Not that the members would notice – behind the West stand they will keep on drinking and laughing, and come back and do it all again tomorrow.
From Sam Collins in Adelaide
Lunch: second Test, day one, Adelaide
Match score: Australia 94-3 (Watson 50*, Hussey 36*)
Session score: Australia 94-3 England win
Session in six words: Anderson gives England an incredible start
Before this series, when people thought of James Anderson in Australia, they tended to remember five wickets at 82.60 in 2006-07. That’s fair enough. It’s tricky to look past figures like that. But scratch that head a bit more and they might just stumble upon the innings that made him in the first place.

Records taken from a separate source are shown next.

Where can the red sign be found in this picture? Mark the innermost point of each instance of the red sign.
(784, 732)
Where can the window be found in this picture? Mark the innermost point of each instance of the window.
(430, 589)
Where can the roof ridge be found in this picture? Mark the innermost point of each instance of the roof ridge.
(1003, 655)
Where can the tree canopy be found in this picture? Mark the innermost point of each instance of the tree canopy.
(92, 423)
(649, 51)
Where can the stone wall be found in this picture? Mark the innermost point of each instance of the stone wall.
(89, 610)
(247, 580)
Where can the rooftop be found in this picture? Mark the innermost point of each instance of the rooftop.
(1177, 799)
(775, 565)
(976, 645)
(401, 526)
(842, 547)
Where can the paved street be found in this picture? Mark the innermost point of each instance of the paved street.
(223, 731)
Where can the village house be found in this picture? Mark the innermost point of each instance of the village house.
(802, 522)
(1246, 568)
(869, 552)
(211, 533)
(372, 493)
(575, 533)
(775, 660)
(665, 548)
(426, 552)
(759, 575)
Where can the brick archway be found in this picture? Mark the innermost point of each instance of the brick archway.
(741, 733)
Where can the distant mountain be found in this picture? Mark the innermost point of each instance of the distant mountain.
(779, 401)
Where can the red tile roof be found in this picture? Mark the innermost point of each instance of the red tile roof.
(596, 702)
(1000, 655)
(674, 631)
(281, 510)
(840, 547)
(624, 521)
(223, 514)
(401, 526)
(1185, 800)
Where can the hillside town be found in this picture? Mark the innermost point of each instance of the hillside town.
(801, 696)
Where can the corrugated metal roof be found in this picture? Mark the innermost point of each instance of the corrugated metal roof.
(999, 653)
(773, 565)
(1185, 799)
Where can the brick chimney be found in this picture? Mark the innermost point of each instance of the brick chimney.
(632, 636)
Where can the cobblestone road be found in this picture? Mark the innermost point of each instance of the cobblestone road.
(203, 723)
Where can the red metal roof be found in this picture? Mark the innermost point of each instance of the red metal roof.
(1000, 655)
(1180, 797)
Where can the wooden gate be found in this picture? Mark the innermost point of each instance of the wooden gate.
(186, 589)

It was back in January 2003 that a 20-year-old Anderson returned figures of 10-6-12-1 in a Sydney one-dayer, nameless and numberless but bowling his overs straight through and stifling Adam Gilchrist, Michael Bevan and Damien Martyn to book his World Cup place. It got better – swinging yorkers against Pakistan in South Africa, five wickets on Test debut against Zimbabwe and a one-day hat-trick against Pakistan. Oh Jimmy, Jimmy…

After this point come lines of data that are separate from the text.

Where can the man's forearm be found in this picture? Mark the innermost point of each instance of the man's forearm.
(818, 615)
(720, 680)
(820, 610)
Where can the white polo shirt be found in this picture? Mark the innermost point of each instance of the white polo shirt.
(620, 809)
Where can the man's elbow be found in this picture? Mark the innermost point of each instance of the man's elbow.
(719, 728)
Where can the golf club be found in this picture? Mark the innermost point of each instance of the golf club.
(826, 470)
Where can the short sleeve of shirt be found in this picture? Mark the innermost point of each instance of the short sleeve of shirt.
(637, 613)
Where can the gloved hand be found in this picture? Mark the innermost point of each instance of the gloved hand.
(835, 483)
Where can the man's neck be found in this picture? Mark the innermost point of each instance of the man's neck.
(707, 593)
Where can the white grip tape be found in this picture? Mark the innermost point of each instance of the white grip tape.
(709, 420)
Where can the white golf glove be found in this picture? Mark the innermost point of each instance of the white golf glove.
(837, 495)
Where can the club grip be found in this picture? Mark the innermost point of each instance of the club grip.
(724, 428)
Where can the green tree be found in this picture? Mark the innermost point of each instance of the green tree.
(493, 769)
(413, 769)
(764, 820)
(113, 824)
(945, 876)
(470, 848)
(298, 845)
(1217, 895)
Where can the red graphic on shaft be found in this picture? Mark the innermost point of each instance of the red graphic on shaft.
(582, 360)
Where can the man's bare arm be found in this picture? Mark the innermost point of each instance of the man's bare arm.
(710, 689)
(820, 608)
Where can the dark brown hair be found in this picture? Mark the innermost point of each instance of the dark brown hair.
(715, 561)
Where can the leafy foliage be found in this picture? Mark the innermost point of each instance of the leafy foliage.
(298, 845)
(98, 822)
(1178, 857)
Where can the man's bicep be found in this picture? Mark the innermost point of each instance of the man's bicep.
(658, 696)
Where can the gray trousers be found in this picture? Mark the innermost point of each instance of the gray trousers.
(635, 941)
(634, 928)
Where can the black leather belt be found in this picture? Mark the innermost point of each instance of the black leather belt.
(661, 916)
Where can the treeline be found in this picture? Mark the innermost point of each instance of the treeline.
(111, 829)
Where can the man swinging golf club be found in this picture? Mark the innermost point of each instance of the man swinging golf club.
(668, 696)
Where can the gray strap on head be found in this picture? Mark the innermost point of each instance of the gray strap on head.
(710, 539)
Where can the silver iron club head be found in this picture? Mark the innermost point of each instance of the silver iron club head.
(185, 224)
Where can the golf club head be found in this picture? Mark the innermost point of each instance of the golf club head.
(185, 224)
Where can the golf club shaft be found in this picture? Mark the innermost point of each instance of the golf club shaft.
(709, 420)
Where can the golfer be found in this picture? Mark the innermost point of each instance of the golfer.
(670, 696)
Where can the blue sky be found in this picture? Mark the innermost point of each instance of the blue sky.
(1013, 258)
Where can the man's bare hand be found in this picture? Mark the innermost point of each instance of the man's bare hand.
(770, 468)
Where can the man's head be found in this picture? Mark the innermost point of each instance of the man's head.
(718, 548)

We know what happened next. Injuries, loss of confidence, change of action all meant inconsistency. He became Daisy, the most clichéd of girls names. His Cricinfo profile still talks of Mother Goose.

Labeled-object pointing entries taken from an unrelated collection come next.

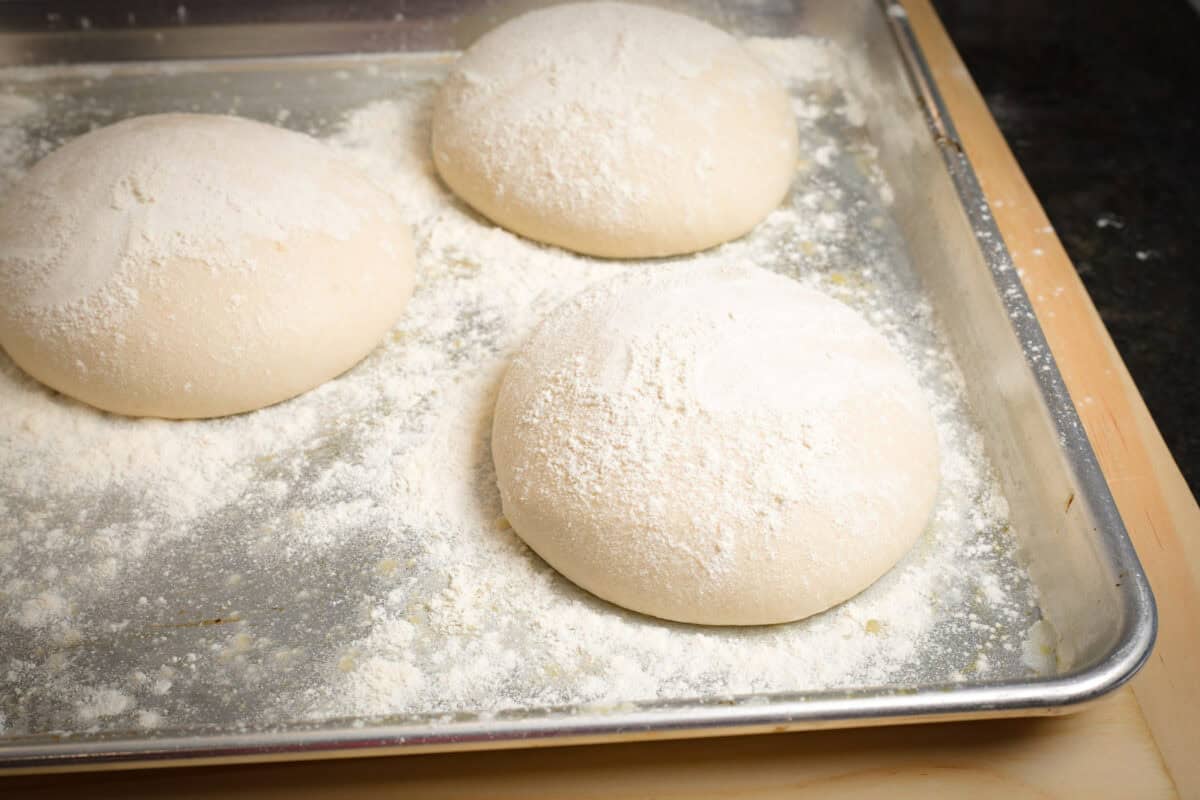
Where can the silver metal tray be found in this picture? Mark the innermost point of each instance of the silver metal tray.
(939, 259)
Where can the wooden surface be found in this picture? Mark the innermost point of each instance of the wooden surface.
(1138, 744)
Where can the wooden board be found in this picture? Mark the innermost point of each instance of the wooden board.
(1139, 743)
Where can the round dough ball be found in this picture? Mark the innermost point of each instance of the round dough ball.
(615, 130)
(714, 445)
(186, 265)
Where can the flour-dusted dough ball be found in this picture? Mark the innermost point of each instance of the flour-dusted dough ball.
(186, 265)
(714, 445)
(615, 130)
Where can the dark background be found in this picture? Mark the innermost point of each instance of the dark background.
(1101, 102)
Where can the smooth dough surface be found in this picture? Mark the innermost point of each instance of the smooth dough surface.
(615, 130)
(714, 445)
(186, 265)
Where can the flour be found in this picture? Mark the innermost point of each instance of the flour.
(343, 554)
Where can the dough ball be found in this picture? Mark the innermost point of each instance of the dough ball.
(714, 445)
(615, 130)
(186, 265)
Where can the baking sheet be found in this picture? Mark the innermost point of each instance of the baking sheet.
(334, 571)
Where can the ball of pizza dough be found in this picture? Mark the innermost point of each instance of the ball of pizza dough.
(714, 445)
(615, 130)
(186, 265)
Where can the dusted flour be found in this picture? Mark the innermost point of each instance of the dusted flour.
(343, 554)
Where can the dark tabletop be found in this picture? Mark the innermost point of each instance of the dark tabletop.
(1101, 102)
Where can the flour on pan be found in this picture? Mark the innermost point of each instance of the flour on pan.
(343, 554)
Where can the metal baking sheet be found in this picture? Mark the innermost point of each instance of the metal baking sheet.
(202, 648)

Finally, this morning, Jimmy became the bowler he had threatened in 2003. Bowling full, straight, tight and with swing, he got Australia’s captain for a Golden Duck on the occasion of his 150th Test match, and at a time when his leadership is as precarious as it has ever been. Then he did his deputy in the next over. At a time when England needed their attack leader, having lost the toss and been stuck in the field on the ultimate flat one, he was there, the only blemish a tough drop off his own bowling to reprieve Mike Hussey.
It is moments like those that confirm that excellence this summer was not that of a flat-track bully, and that makes the bad luck at Brisbane bearable.
Down the other end Steven Finn nursed figures of 6-0-35-0. With Graeme Swann, Finn is the prime target for the Aussie batsmen. Four years ago that was Jimmy. Let’s hope it doesn’t take Finn quite as long to go through the same process.
Anderson’s success meant another extraordinary start, two wickets in the first over to add to Andrew Strauss’ third baller at The Gabba, with Australia 3-2, or 2-3 depending on which side of the world you sit. Jonathan Trott started it, steadying himself to throw down one stump coming across from midwicket. Anderson caught the mood, and Australia were in ruins. The pitch was not the problem – it is still a batsman’s paradise – this morning was all about impetus. Mike Hussey would vouch for that, as he and Shane Watson counter-attacked splendidly, Hussey playing the sort of knock that Graham Thorpe made his trademark. They crouched in the bushes until Anderson had gone, and then pelted Finn with pebbles and the odd rock.